By Kim Choe

“After my grandmom passed away, a lot of recipes and special dishes just got lost. Nobody knows how to cook them.”


Cooking mee goreng mamak transports Kuang Keng Kuek Ser back to the humid sidewalks of his home city Kuala Lumpur, where street vendors cook generous servings of the fried noodles to order over searingly hot flames, advertising their wares with the ubiquitous clattering of metal woks and sweet aroma. 

“‘Mamak’ in Malaysia refers to Indian muslims and this is one of the most popular street foods,” Keng explains.

The dish encapsulates Indian, Chinese and Malay flavours; a satisfyingly cacophonous mingling of Malaysia’s cultures in one dish. Keng learned to cook it by blending his observations of food vendors with recipes he found online.

But cooking didn’t always come naturally. Preparing food was only ever something of occasional utility to Keng and his wife Li Li Liew, until the two journalists moved to New York City from Kuala Lumpur in 2013.

“I never knew that I actually liked cooking,” Keng says.

“I almost never cooked in Malaysia because, firstly, you are working fulltime so you almost never have time to cook, and the second thing is eating outside is not that expensive.”

In addition, traffic jams in the capital Kuala Lumpur are so paralysing that many workers routinely eat dinner out while waiting for the rush to subside. 

The lack of motivation to cook meant Keng never took the opportunity to learn from his grandmother while she was alive.

Sadness and regret wash over his face as he recalls her fragrant Chinese New Year stewed duck and pillowy steamed kueh (cakes), the recipes for which were never recorded or passed on. 

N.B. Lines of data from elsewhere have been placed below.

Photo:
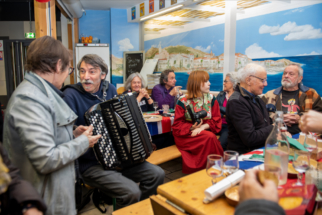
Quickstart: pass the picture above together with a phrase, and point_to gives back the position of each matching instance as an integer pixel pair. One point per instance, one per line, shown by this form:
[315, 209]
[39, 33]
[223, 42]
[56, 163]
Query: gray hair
[127, 85]
[233, 78]
[248, 70]
[164, 76]
[299, 68]
[94, 60]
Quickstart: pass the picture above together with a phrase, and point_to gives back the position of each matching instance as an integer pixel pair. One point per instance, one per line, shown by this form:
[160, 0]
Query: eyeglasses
[70, 70]
[262, 79]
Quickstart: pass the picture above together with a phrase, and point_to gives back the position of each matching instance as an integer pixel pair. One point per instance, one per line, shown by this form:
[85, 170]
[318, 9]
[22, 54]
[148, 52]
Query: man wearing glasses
[293, 98]
[91, 90]
[248, 122]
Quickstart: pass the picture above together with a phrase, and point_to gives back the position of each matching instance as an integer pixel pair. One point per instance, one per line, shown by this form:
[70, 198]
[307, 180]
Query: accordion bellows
[125, 139]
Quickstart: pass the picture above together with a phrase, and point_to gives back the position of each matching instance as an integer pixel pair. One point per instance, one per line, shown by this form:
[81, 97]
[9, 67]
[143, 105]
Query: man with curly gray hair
[230, 83]
[248, 122]
[293, 98]
[136, 83]
[92, 90]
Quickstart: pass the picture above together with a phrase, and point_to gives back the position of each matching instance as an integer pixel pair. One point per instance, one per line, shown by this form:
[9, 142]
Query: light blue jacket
[38, 135]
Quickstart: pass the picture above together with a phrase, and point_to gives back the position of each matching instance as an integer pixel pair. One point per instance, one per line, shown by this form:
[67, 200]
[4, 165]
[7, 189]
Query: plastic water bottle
[277, 147]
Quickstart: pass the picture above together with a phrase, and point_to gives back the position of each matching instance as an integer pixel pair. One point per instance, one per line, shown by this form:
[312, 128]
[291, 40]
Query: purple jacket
[161, 95]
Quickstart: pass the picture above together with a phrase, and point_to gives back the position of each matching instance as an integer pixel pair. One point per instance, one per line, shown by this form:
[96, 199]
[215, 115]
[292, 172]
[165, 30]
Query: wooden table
[188, 193]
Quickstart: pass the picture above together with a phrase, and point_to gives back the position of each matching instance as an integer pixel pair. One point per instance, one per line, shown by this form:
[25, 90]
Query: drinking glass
[301, 163]
[155, 106]
[276, 170]
[311, 147]
[214, 167]
[165, 108]
[231, 163]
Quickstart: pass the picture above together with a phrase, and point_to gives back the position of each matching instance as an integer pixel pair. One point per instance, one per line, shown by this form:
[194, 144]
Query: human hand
[196, 125]
[311, 121]
[33, 211]
[288, 134]
[174, 91]
[291, 119]
[79, 130]
[250, 188]
[141, 93]
[196, 131]
[91, 139]
[154, 147]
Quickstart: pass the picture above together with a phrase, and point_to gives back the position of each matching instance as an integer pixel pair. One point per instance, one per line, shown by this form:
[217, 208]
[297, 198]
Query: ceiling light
[161, 12]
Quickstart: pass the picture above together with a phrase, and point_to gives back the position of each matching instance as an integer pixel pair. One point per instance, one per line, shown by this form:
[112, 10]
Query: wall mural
[273, 40]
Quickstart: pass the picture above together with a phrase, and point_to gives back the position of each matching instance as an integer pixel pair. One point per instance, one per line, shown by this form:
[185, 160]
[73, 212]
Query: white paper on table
[220, 187]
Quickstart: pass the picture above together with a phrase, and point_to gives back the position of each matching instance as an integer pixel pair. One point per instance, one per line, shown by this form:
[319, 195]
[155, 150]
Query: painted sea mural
[273, 40]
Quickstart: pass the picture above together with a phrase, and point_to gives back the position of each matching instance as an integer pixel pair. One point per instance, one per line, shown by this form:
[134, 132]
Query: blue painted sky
[206, 39]
[297, 24]
[125, 35]
[96, 23]
[304, 22]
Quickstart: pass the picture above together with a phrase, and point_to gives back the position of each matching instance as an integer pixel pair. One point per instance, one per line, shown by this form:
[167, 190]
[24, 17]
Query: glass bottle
[277, 147]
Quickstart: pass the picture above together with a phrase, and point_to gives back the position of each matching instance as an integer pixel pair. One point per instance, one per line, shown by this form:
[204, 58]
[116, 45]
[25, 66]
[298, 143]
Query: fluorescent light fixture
[161, 12]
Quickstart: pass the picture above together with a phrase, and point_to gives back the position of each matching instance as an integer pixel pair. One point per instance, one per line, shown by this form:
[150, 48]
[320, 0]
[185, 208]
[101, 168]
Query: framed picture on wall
[133, 13]
[162, 4]
[151, 6]
[142, 9]
[133, 61]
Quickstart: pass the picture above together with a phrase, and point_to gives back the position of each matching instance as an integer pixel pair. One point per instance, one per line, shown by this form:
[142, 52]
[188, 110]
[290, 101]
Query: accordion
[125, 139]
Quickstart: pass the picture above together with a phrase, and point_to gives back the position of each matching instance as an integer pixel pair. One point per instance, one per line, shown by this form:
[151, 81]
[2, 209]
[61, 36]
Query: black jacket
[221, 98]
[19, 192]
[248, 122]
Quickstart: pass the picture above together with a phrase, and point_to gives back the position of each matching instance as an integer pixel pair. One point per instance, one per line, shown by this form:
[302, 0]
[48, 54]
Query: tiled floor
[172, 171]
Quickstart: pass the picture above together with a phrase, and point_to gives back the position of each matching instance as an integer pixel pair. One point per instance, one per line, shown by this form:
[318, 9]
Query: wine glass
[155, 106]
[214, 167]
[301, 163]
[276, 170]
[311, 147]
[231, 163]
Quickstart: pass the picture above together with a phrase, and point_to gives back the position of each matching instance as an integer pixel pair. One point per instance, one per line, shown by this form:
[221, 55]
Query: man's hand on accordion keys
[92, 139]
[79, 130]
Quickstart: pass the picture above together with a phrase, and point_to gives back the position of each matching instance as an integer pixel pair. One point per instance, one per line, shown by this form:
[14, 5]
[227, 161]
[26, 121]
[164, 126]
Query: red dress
[194, 150]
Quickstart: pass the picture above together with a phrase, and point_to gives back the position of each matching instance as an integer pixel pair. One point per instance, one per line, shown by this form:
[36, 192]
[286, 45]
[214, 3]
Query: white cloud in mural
[265, 29]
[294, 31]
[203, 49]
[125, 45]
[255, 51]
[294, 11]
[312, 53]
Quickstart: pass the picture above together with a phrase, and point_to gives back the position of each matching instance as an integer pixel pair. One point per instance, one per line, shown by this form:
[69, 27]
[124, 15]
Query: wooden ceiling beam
[171, 18]
[45, 19]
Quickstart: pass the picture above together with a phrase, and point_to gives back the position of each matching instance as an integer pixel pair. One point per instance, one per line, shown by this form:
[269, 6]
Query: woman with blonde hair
[196, 141]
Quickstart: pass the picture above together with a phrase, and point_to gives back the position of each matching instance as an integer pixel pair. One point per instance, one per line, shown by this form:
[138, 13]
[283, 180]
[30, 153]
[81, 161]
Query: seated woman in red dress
[195, 142]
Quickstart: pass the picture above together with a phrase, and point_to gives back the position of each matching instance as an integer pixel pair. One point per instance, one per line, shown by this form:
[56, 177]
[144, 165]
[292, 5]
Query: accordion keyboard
[136, 148]
[104, 144]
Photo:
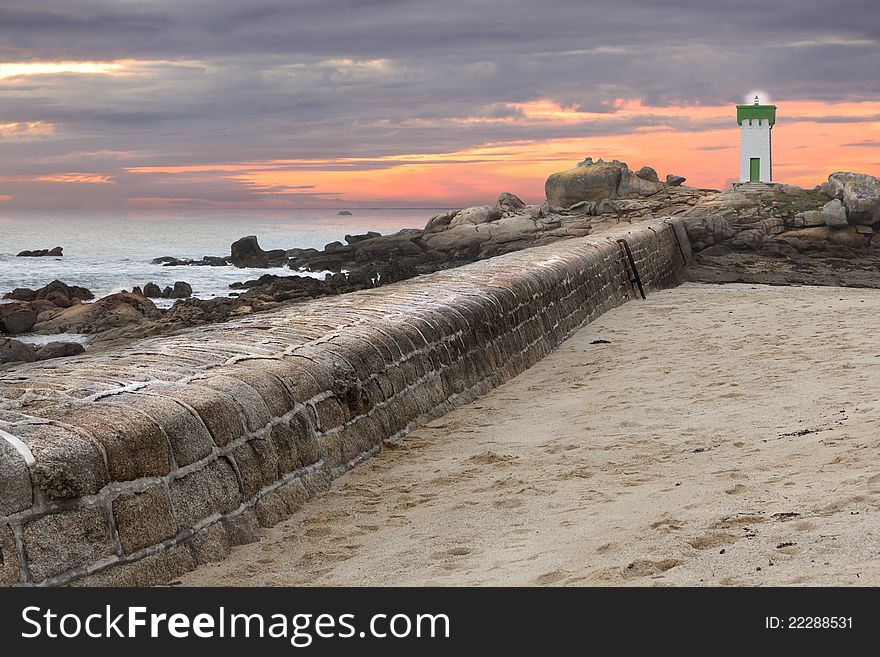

“Sometimes I miss them; I dream about it. Maybe you can get [recipes] online but things may not appear to be the same as you tasted before.”

Mee goreng mamak Kuang Keng Kuek Ser and Li Li Liew

In his grandmother’s absence, Keng found himself trying to make his own versions of the dishes that held strong memories. As he did so, cooking – which began as a money-saving strategy when he first moved to New York – evolved into a fully fledged hobby. 

“I started to cook a lot because eating outside is expensive. And then I realised that it’s actually quite enjoyable and interesting.

“The best part is keeping experimenting, and then once you do it better it feels like an achievement.”

Li Li, who describes her husband’s cooking style as “bold” due to his penchant for salt and soy sauce, provides some balance to the couple’s diet.

“I don’t care about the taste, as long as I know it’s healthy!” she says. “Less oil, less sugar, less salt.”

But for Keng, the vibrant flavours that punctuate his cooking are a vital connection with home.

“You feel like you’re still having a life in Malaysia, because you are still having the same food.

“It’s comforting. You feel less lonely.”

Although his grandmother’s recipes may be lost now, moving to a new country has given him an opportunity to start a collection of his own. The roadside mamak stalls may be thousands of miles away, but all it takes is the click-click-click of a New York gas stove igniting for the memories to come rushing back.